Authorization itself is a matrix of about eighty permission keys across nine roles, compiled once into sets at module load so a check is a hash lookup rather than a scan. The live-update stream is filtered by the same matrix per entity: a project reader gets milestones and roster pushed to them in real time and never receives a room, because the server never sends one, not because the client hides it.

And the audit layer re-verifies the assertion independently of the auth layer. Double verification is nearly free with HMAC, and it means a forged header cannot corrupt the record of what happened. The audit trail has to be trustworthy precisely when the rest of the system is not.

Cost

Bounding the model's appetite

An always-on vision pipeline over jobsite cameras is a great way to spend unbounded money. Two bounds keep it cheap. At the camera edge, a Lambda takes the first, middle, and last photo of the day rather than everything the camera saw.
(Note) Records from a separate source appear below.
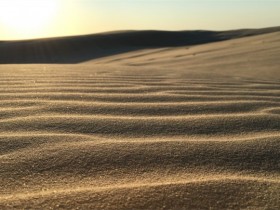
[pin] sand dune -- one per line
(83, 48)
(186, 127)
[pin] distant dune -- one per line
(184, 127)
(83, 48)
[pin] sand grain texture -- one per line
(194, 127)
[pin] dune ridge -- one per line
(171, 128)
(79, 49)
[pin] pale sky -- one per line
(24, 19)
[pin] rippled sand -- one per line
(174, 128)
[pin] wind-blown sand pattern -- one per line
(194, 127)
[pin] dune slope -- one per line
(171, 128)
(76, 49)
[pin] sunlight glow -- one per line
(27, 16)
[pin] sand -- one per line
(189, 127)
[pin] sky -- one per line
(26, 19)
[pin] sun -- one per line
(27, 16)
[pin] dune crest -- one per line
(185, 127)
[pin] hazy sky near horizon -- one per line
(23, 19)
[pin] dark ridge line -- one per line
(76, 49)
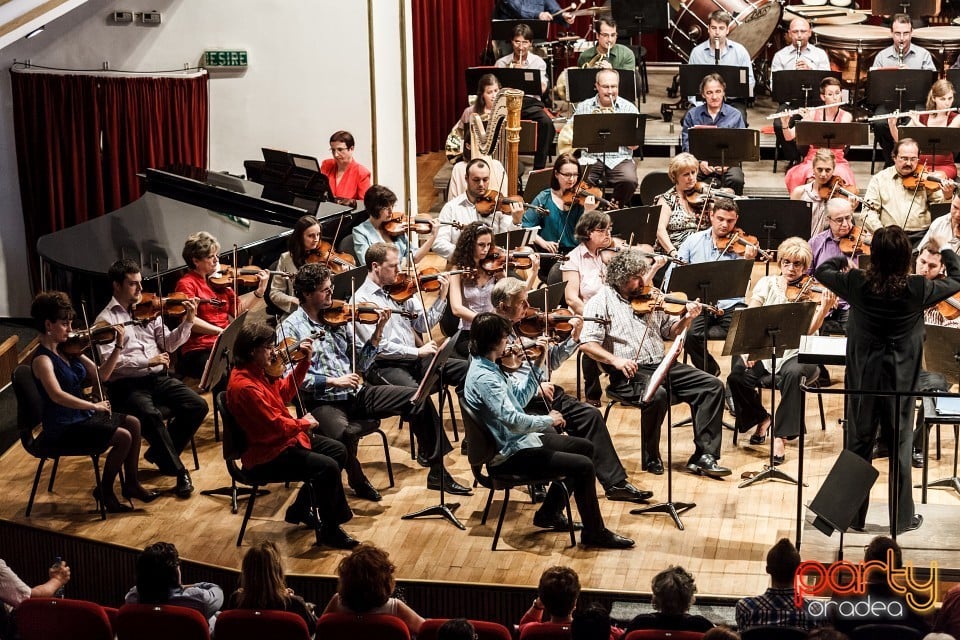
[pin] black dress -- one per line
(884, 351)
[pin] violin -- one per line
(558, 322)
(857, 242)
(399, 225)
(805, 289)
(737, 241)
(651, 299)
(405, 288)
(493, 201)
(151, 305)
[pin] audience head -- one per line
(365, 578)
(558, 591)
(673, 590)
(782, 562)
(158, 571)
(457, 629)
(261, 578)
(590, 623)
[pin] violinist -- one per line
(200, 253)
(899, 205)
(379, 203)
(631, 347)
(470, 292)
(557, 227)
(702, 247)
(305, 239)
(617, 168)
(714, 112)
(69, 419)
(509, 299)
(140, 384)
(281, 446)
(746, 376)
(681, 208)
(349, 180)
(463, 210)
(801, 173)
(333, 390)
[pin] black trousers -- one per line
(747, 399)
(337, 420)
(702, 391)
(320, 467)
(570, 456)
(142, 397)
(586, 422)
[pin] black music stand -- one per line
(901, 87)
(636, 225)
(774, 220)
(947, 138)
(582, 84)
(737, 79)
(800, 86)
(724, 147)
(430, 380)
(662, 373)
(941, 353)
(763, 332)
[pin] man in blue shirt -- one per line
(714, 112)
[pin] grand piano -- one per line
(151, 230)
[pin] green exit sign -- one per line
(229, 58)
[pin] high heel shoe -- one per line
(110, 502)
(140, 493)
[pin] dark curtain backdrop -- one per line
(82, 139)
(449, 36)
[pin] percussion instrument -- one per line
(942, 42)
(753, 23)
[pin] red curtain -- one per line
(82, 139)
(448, 36)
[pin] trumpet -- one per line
(793, 112)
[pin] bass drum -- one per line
(753, 24)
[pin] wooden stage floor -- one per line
(724, 543)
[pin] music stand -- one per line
(801, 86)
(662, 373)
(763, 332)
(946, 138)
(774, 220)
(430, 379)
(941, 353)
(724, 146)
(902, 87)
(636, 225)
(582, 84)
(736, 78)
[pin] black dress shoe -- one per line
(628, 493)
(366, 491)
(706, 465)
(331, 535)
(915, 523)
(556, 522)
(449, 484)
(606, 539)
(308, 517)
(184, 484)
(654, 466)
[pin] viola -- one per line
(151, 305)
(857, 242)
(650, 299)
(805, 289)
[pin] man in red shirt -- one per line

Then the analyzer makes exactly one model call per project per night, over that day's photos together, rather than one call per image.

Taking the ends and the middle rather than the best is a concession to the hardware. These are consumer cameras, and they do not give you the kind of control that would let you select intelligently at the edge. So the sampling is dumb on purpose, and the constraint is honest: I am bounding cost with the crudest tool that the camera actually supports.

The reduction still happens before the expensive thing runs, which is where it belongs. It is the same instinct as the SQLite work in Argus: decide what you actually need before you pay for it.

What I'd take from this

Building it alone meant every architectural shortcut came back to me personally, usually within a month. The habits that survived that feedback loop are the ones I would bring anywhere: put every channel behind one trust boundary; make the audit trail append-only and the undo deterministic; give probabilistic components deterministic guardrails at the point where damage becomes real; and keep the human's veto cheaper than their acquiescence.

The last one is the whole argument, and it is the subject of a longer essay.